Re: [RFC PATCH] fs: fsnotify: account fsnotify metadata to kmemcg

From: Amir Goldstein
Date: Sun Oct 22 2017 - 04:24:31 EST


On Sat, Oct 21, 2017 at 12:07 AM, Yang Shi <yang.s@xxxxxxxxxxxxxxx> wrote:
>
>
> On 10/19/17 8:14 PM, Amir Goldstein wrote:
>>
>> On Fri, Oct 20, 2017 at 12:20 AM, Yang Shi <yang.s@xxxxxxxxxxxxxxx> wrote:
>>>
>>> We observed some misbehaved user applications might consume significant
>>> amount of fsnotify slabs silently. It'd better to account those slabs in
>>> kmemcg so that we can get heads up before misbehaved applications use too
>>> much memory silently.
>>
>>
>> In what way do they misbehave? create a lot of marks? create a lot of
>> events?
>> Not reading events in their queue?
>
>
> It looks both a lot marks and events. I'm not sure if it is the latter case.
> If I knew more about the details of the behavior, I would elaborated more in
> the commit log.

If you are not sure, do not refer to user application as "misbehaved".
Is updatedb(8) a misbehaved application because it produces a lot of access
events?
It would be better if you provide the dry facts of your setup and slab counters
and say that you are missing information to analyse the distribution of slab
usage because of missing kmemcg accounting.


>
>> The latter case is more interesting:
>>
>> Process A is the one that asked to get the events.
>> Process B is the one that is generating the events and queuing them on
>> the queue that is owned by process A, who is also to blame if the queue
>> is not being read.
>
>
> I agree it is not fair to account the memory to the generator. But, afaik,
> accounting non-current memcg is not how memcg is designed and works. Please
> see the below for some details.
>
>>
>> So why should process B be held accountable for memory pressure
>> caused by, say, an FAN_UNLIMITED_QUEUE that process A created and
>> doesn't read from.
>>
>> Is it possible to get an explicit reference to the memcg's events cache
>> at fsnotify_group creation time, store it in the group struct and then
>> allocate
>> events from the event cache associated with the group (the listener)
>> rather
>> than the cache associated with the task generating the event?
>
>
> I don't think current memcg design can do this. Because kmem accounting
> happens at allocation (when calling kmem_cache_alloc) stage, and get the
> associated memcg from current task, so basically who does the allocation who
> get it accounted. If the producer is in the different memcg of consumer, it
> should be just accounted to the producer memcg, although the problem might
> be caused by the producer.
>
> However, afaik, both producer and consumer are typically in the same memcg.
> So, this might be not a big issue. But, I do admit such unfair accounting
> may happen.
>

That is a reasonable argument, but please make a comment on that fact in
commit message and above creation of events cache, so that it is clear that
event slab accounting is mostly heuristic.

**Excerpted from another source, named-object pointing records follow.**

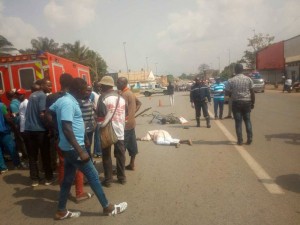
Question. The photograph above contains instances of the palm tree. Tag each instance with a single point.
(6, 47)
(45, 44)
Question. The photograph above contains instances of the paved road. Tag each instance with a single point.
(212, 182)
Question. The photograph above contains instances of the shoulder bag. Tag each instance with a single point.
(107, 134)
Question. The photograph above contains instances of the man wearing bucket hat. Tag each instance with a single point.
(20, 93)
(108, 102)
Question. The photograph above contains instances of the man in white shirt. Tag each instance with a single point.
(109, 102)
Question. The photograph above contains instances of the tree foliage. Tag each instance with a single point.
(228, 72)
(76, 52)
(256, 43)
(44, 44)
(6, 47)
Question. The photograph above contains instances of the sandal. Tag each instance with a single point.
(129, 167)
(83, 197)
(112, 210)
(67, 215)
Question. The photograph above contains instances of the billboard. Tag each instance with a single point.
(271, 57)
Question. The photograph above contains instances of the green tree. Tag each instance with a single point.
(6, 47)
(228, 71)
(83, 55)
(75, 52)
(45, 44)
(256, 43)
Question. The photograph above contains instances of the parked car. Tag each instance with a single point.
(259, 85)
(156, 89)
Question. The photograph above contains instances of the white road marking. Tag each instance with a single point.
(262, 175)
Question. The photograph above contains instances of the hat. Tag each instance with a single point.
(21, 91)
(107, 80)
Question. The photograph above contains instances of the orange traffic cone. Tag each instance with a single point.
(160, 103)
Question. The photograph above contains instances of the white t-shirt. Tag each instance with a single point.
(160, 137)
(118, 121)
(22, 111)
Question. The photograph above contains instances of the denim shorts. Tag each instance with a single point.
(130, 142)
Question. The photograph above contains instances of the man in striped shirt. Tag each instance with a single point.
(218, 90)
(86, 107)
(240, 87)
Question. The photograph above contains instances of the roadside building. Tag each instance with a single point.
(292, 58)
(270, 62)
(278, 59)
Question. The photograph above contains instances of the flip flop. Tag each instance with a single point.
(68, 215)
(84, 197)
(115, 209)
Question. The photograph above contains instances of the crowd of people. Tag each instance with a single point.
(240, 90)
(61, 132)
(65, 127)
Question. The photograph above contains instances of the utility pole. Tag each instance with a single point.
(96, 68)
(147, 63)
(124, 43)
(219, 64)
(229, 60)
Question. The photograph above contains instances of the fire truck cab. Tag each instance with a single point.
(21, 71)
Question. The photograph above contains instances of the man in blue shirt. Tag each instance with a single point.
(218, 90)
(72, 143)
(37, 134)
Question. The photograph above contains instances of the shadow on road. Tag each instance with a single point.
(37, 208)
(289, 182)
(17, 178)
(42, 193)
(290, 138)
(202, 142)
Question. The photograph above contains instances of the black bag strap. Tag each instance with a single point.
(115, 108)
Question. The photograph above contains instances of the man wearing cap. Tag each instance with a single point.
(133, 105)
(36, 131)
(199, 96)
(108, 102)
(218, 90)
(20, 93)
(240, 87)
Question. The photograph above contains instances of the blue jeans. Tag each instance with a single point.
(218, 103)
(241, 111)
(71, 164)
(7, 143)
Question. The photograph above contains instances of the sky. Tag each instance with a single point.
(165, 36)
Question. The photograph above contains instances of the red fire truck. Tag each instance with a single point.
(21, 71)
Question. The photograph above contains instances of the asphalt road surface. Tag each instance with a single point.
(210, 183)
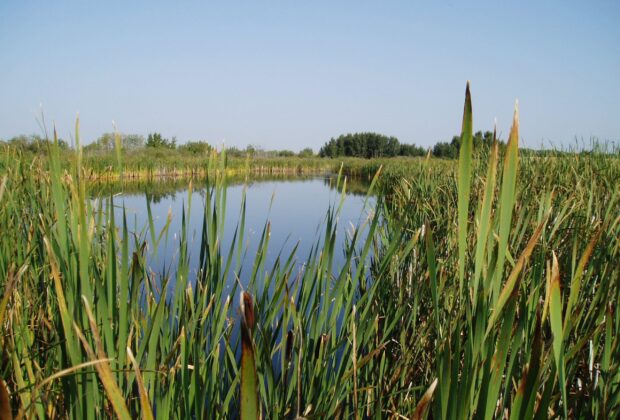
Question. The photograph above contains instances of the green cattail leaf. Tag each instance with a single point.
(464, 183)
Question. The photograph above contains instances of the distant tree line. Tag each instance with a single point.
(368, 145)
(373, 145)
(32, 143)
(451, 149)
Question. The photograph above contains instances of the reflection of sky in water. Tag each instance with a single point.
(297, 214)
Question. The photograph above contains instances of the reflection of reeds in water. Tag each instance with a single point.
(484, 288)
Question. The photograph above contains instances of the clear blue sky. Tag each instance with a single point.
(293, 74)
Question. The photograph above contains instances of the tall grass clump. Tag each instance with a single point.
(485, 289)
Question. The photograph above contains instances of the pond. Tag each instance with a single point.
(295, 209)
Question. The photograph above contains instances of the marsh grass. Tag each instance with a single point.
(485, 289)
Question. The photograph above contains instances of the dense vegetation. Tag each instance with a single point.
(485, 288)
(368, 145)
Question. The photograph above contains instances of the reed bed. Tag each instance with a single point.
(484, 288)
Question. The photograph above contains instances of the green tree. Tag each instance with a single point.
(155, 140)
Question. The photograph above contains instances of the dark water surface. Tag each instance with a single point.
(296, 209)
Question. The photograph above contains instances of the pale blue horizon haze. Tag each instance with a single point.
(289, 75)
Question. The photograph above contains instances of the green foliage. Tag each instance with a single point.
(156, 141)
(196, 148)
(88, 329)
(306, 153)
(367, 145)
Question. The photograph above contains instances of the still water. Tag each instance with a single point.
(296, 209)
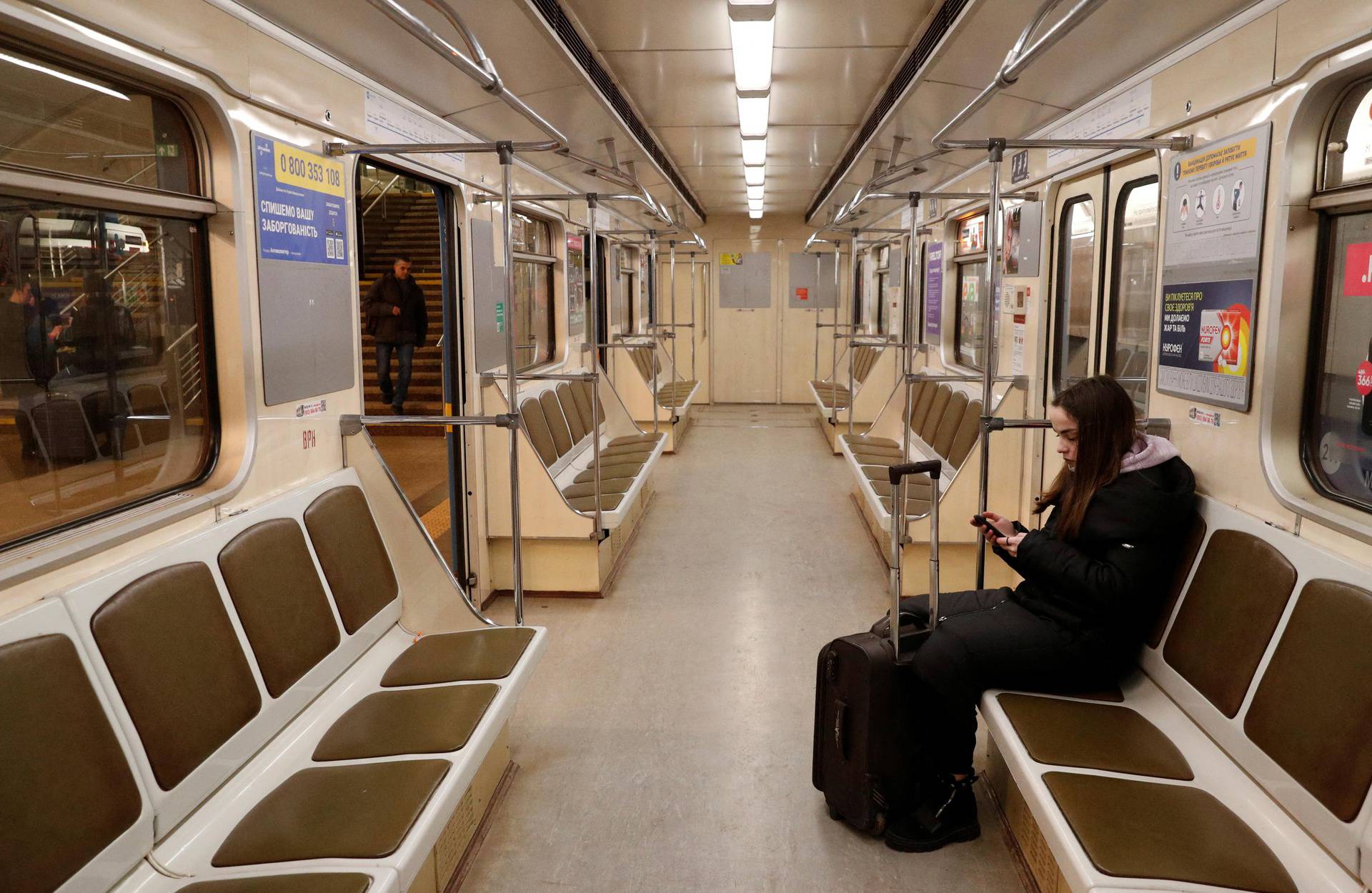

But I think there is another problem, not introduced by your change, but could
be amplified because of it - when a non-permission event allocation fails, the
event is silently dropped, AFAICT, with no indication to listener.
That seems like a bug to me, because there is a perfectly safe way to deal with
event allocation failure - queue the overflow event.

I am not going to be the one to determine if fixing this alleged bug is a
prerequisite for merging your patch, but I think enforcing memory limits on
event allocation could amplify that bug, so it should be fixed.

The upside is that with both your accounting fix and ENOMEM = overlflow
fix, it going to be easy to write a test that verifies both of them:
- Run a listener in memcg with limited kmem and unlimited (or very
large) event queue
- Produce events inside memcg without listener reading them
- Read event and expect an OVERFLOW event

This is a simple variant of LTP tests inotify05 and fanotify05.

I realize that is user application behavior change and that documentation
implies that an OVERFLOW event is not expected when using
FAN_UNLIMITED_QUEUE, but IMO no one will come shouting
if we stop silently dropping events, so it is better to fix this and update
documentation.

Attached a compile-tested patch to implement overflow on ENOMEM
Hope this helps to test your patch and then we can merge both, accompanied
with LTP tests for inotify and fanotify.

Amir.
From 112ecd54045f14aff2c42622fabb4ffab9f0d8ff Mon Sep 17 00:00:00 2001
From: Amir Goldstein <amir73il@xxxxxxxxx>
Date: Sun, 22 Oct 2017 11:13:10 +0300
Subject: [PATCH] fsnotify: queue an overflow event on failure to allocate
event

In low memory situations, non permissions events are silently dropped.
It is better to queue an OVERFLOW event in that case to let the listener
know about the lost event.

With this change, an application can now get an FAN_Q_OVERFLOW event,
even if it used flag FAN_UNLIMITED_QUEUE on fanotify_init().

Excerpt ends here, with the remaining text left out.